Your documentation stays fat and thorough — that's your team's knowledge base. But the LLM only sees the slice it needs, when it needs it. After a year, you have 50 files and 10,000 memories. The per-turn injection is still ~300 tokens.

---

## Why Not Just CLAUDE.md?

Markdown files work great at first. 50 lines, manually curated, loaded fresh every session. But they don't scale:

| | Markdown files | Dhee |
|:--|:--------------|:-----|
| **Token cost** | Linear with file size. 500 lines = 5000 tokens every turn. | Constant ~300 tokens regardless of total knowledge. |
| **Relevance** | Everything loaded, always. Git commit rules injected while fixing auth. | Only matching chunks. Off-topic turns cost 0 tokens. |
| **Staleness** | Equal weight forever.

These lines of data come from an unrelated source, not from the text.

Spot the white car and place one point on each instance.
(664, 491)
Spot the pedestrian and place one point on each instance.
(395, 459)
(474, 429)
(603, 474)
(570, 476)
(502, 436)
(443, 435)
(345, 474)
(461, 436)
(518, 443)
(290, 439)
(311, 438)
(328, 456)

A rule from 6 months ago sits next to today's. | Natural decay. Unused knowledge fades. Fresh knowledge surfaces. |
| **Scale** | Hits context limits. You start deleting old rules to make room. | 50,000 memories, same injection cost as 50. |
| **Learning** | Static. Agent makes the same mistakes next session. | Captures what worked/failed. Synthesizes transferable insights. |
| **Cross-session** | Cold start every time unless you manually update the file. | Session handoff, performance trends, prospective memory. |

**Dhee doesn't replace your markdown files. It makes them work at scale.** Keep writing CLAUDE.md the way you always have. Dhee handles the delivery.

---

## The 4-Operation API

Every interface — hooks, MCP, Python, CLI — exposes the same 4 operations.

### `remember(content)` — Store a fact
0 LLM calls, 1 embedding (~$0.0002). Stored immediately. Echo enrichment (paraphrases, keywords for better recall) runs at checkpoint.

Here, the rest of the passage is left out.